To my knowledge it is required by (EU) law to state that a product has 2 (or more) years warranty.

So Apple has to put that information on its website when a customer views a specific product.

Just checked, and no, currently only one year limited warranty on Apple products in the Dutch Apple store.

 

J.

post #36 of 58
Quote:
Originally Posted by hill60 View Post


So why does the UK still use their own currency?
Are they in the EU or not ?

 

Good question.

I saw some valid answers.

I would like to add that this is one of the reasons the EU doesn't work.

 

J.

post #37 of 58
Quote:
Originally Posted by hill60 View Post

How many other "opt outs" has the UK "negotiated", pertaining to consumer law, for instance?

The currency situation proves that not all EU rules are implemented.

First it doesn't prove anything, it creates doubt. Secondly, not that I'm aware of.
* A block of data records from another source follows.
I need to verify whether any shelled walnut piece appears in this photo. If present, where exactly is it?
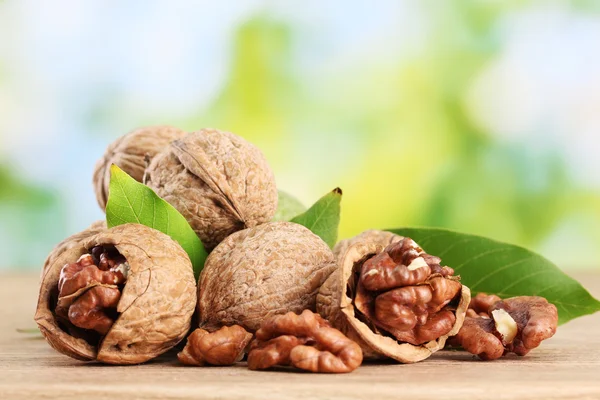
[35,224,196,364]
[317,231,470,363]
[41,220,106,278]
[177,325,252,366]
[449,293,558,360]
[248,310,363,373]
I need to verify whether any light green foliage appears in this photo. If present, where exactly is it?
[106,164,207,279]
[291,188,342,247]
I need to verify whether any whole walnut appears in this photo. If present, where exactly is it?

As far as I know, the UK has 4 opt-outs: one from the EMU (Euro), another for the Charter of Fundamental Rights (a kind of European constitution), and two for the open borders.
post #38 of 58

I would say the EU works, it's the Euro that doesn't.
 

post #39 of 58
There is nothing wrong wth AppleCare pitching and extra 12 months warranty with added protection on top of the 2 year warranty. So it seems now they don't and only ever did by denying statutory EU rights. Get it fixed Apple.
post #40 of 58
Originally Posted by cnocbui View Post
I would say the EU works, it's the Euro that doesn't.


So just rename the currency to "Urow". Problem solved.